Understanding Your Loves Ones’ Goals for the Future

Your conversation about the future doesn’t have to focus only on a caregiving plan. You may also consider talking generally with your loved ones about what is important to them as they grow older. This checklist can be used as a starting point to better understand their priorities. Start by asking then to check all those that apply and then spend some time talking about each one in a little more detail:
__ To remain as independent as possible for as long as possible

__ To remain healthy and active

__ To remain in my home as long as possible

__ To focus on a hobby

__ To work for as long as possible

__ To become involved in the community

__ To remain as financially independent as possible

__ To take classes

__ To create a safety net in the event of an emergency or crisis situation

__ To start my own business

__ To buy a second home

__ To move closer to my family

__ To relocate to a smaller home

__ To retire in a different place

__ To travel

__ To be able to help my children and grandchildren

After going over the points you will make, the first thing you’ll want to do is set up a time and place to talk with your parent or loved one. This may require the use of some type of web communications like Skype or just over the phone if someone can’t be there or lives in a different area.

Depending on how you are hoping to help your parent, there are a few ways to go about this. For example, if you are just hoping to enlist the help of a caregiver, or become the caregiver yourself, it will take less convincing than, say, getting them to agree to be admitted to an assisted-living or residential care facility.

When speaking with a parent or a loved one about what you feel they should do, it is best to phrase it in a way that expresses that it is an opinion of yours rather than a need for them. For example, choosing phrases like “I think” or “I need” rather than “you should” or “you need” are good ways to avoid conflict.

Be sure to remind your parent or loved one that everyone is there because they care and want to help keep them safe.

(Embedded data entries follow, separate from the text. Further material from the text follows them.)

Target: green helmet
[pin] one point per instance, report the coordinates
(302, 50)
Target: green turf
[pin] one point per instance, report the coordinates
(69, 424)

It may even be beneficial to bring up times when your parent may have had their health put at risk — maybe a fall or another incident.

This is also true for other major events like the loss of a spouse. There is evidence that the social isolation that stems from living alone and independently can lead to problems like loneliness and depression.

It is also important not to raise your voice or encourage any hostility during this discussion, as it will only make the situation worse. You should also be aware of when your parent is trying to talk. Do not try to speak over them, as it will likely lead to an argument. Keep your cool and remain calm during the discussion, even if others don’t.

Some parents will dismiss the idea of moving to an assisted-living facility immediately or adamantly. If this is the case, it may be best to drop the issue for the moment and bring it back up at another time down the road.

At the end of the meeting, make sure everyone has a clear understanding of the issues, concerns, and considerations presented.